[Chapter 9] 9.3 The Document Type Definition (DTD)

9.3 The Document Type Definition (DTD)

If we're going to use XML to exchange documents electronically, we must be able to judge whether a document meets a certain set of necessary requirements. For example, an electronic invoice must, at minimum, include an invoice number, a date, and at least one item. Our systems should be smart enough to reject an invoice if it doesn't contain the required information. Additionally, we should be able to create these requirements ourselves.

You can associate a document type definition (DTD) with an XML document to enforce these sorts of rules. You can either create a DTD or use one that already exists. A major goal of XML is to encourage various groups (industry, community, academic, etc.) to form standards bodies to define collective DTDs. Eventually, these DTDs will form the basis for a variety of electronic data exchange systems.
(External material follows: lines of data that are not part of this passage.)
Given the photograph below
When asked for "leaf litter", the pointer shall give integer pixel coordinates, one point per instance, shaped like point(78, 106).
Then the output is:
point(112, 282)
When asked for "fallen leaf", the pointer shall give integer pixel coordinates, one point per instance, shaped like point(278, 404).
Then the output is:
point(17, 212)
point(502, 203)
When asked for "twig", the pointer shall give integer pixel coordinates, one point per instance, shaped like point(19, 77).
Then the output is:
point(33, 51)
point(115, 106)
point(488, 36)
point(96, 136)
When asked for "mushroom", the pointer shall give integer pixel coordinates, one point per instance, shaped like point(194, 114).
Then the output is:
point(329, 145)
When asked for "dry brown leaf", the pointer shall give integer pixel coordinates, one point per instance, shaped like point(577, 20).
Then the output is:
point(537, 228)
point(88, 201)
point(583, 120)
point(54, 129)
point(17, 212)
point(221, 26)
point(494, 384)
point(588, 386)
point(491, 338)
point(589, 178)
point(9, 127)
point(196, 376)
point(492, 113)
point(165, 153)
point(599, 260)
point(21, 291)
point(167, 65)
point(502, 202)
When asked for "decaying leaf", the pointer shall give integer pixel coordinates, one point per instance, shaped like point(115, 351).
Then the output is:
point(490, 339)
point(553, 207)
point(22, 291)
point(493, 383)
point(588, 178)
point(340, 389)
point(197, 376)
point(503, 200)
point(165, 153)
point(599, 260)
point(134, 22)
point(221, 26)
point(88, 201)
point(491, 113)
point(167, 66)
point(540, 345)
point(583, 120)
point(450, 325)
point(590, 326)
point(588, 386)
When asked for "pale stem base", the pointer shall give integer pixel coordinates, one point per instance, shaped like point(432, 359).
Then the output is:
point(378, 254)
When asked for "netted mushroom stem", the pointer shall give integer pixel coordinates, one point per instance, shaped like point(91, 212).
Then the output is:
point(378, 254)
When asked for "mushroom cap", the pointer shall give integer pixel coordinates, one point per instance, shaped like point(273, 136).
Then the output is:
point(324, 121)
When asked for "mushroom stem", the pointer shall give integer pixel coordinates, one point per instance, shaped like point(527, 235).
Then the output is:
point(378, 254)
A DTD is a lot like a database schema.[ 3 ] Just as you would define the columns in a database table, you can use a DTD to define the name and datatype of every element that can appear in an XML document. Just as you define a column constraint, you can require that particular elements appear within the document. Just as you would normalize a set of database tables into one-to-many or one-to-one relationships, you can create the same relationships by defining how the elements can be hierarchically nested.

[3] Oracle Corporation is an active participant in the World Wide Web Consortium's (W3C) "XML Schema" working group. The W3C oversees the development of almost all the major Internet standards.
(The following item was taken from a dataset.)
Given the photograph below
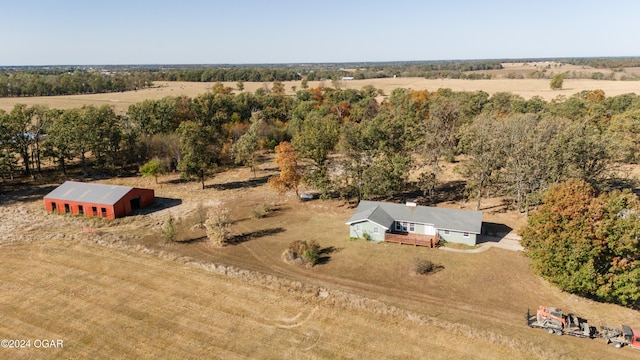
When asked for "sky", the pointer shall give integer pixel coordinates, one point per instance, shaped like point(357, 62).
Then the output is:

Let's revisit the invoice example from the beginning of this chapter. If we were to simply model a basic invoice using an entity relationship diagram (ERD), we might wind up with something like Figure 9.2 .
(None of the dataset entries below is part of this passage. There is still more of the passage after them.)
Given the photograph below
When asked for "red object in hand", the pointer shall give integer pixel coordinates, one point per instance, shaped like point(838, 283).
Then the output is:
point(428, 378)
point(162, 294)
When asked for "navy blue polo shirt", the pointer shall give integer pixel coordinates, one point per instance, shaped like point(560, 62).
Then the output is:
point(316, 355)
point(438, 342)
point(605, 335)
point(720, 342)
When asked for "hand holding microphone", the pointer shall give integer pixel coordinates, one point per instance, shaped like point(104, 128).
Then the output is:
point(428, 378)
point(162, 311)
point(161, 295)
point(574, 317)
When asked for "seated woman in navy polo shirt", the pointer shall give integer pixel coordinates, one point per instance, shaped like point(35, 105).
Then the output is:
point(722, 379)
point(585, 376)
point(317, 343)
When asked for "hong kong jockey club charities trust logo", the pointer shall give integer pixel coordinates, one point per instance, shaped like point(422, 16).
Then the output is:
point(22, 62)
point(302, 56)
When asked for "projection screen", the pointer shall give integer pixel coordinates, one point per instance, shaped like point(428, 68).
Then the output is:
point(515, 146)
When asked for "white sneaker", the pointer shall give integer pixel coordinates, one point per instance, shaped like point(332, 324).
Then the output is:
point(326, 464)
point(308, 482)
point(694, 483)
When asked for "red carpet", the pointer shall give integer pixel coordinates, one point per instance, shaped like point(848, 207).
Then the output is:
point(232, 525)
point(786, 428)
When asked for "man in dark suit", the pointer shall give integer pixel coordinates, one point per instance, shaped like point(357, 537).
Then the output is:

Figure 9.2: An ERD for a simple invoice

We can use this diagram as a guide to constructing a corresponding DTD. For clarity, though, we'll start with the finished DTD and work backwards:

<!ELEMENT INVOICE (INVOICE_NUMBER, DATE, CUSTOMER+,INVOICE_ITEMS,TOTAL?)>
   <!ELEMENT INVOICE_NUMBER (#PCDATA)>
   <!ELEMENT DATE (#PCDATA)>
   <!ELEMENT CUSTOMER (#PCDATA)>
   <!ELEMENT INVOICE_ITEMS (ITEM+)>
      <!ELEMENT ITEM (ITEM_NAME, QUANTITY, PRICE)>
         <!ELEMENT ITEM_NAME (#PCDATA)>
         <!ATTLIST ITEM_NAME
            ITEM_NUM CDATA #REQUIRED>
      <!ELEMENT QUANTITY (#PCDATA)>
      <!ELEMENT PRICE (#PCDATA)>
   <!ELEMENT TOTAL (#PCDATA)>

As you can see from the example, the majority of the DTD consists of instructions to define the elements that can appear within an invoice. The first line defines the root element, INVOICE , the highest element in the nesting tree, as well as the names of all the elements that INVOICE can contain. A single character that indicates how often the element can appear follows each element declaration. Table 9.1 summarizes the function of each character.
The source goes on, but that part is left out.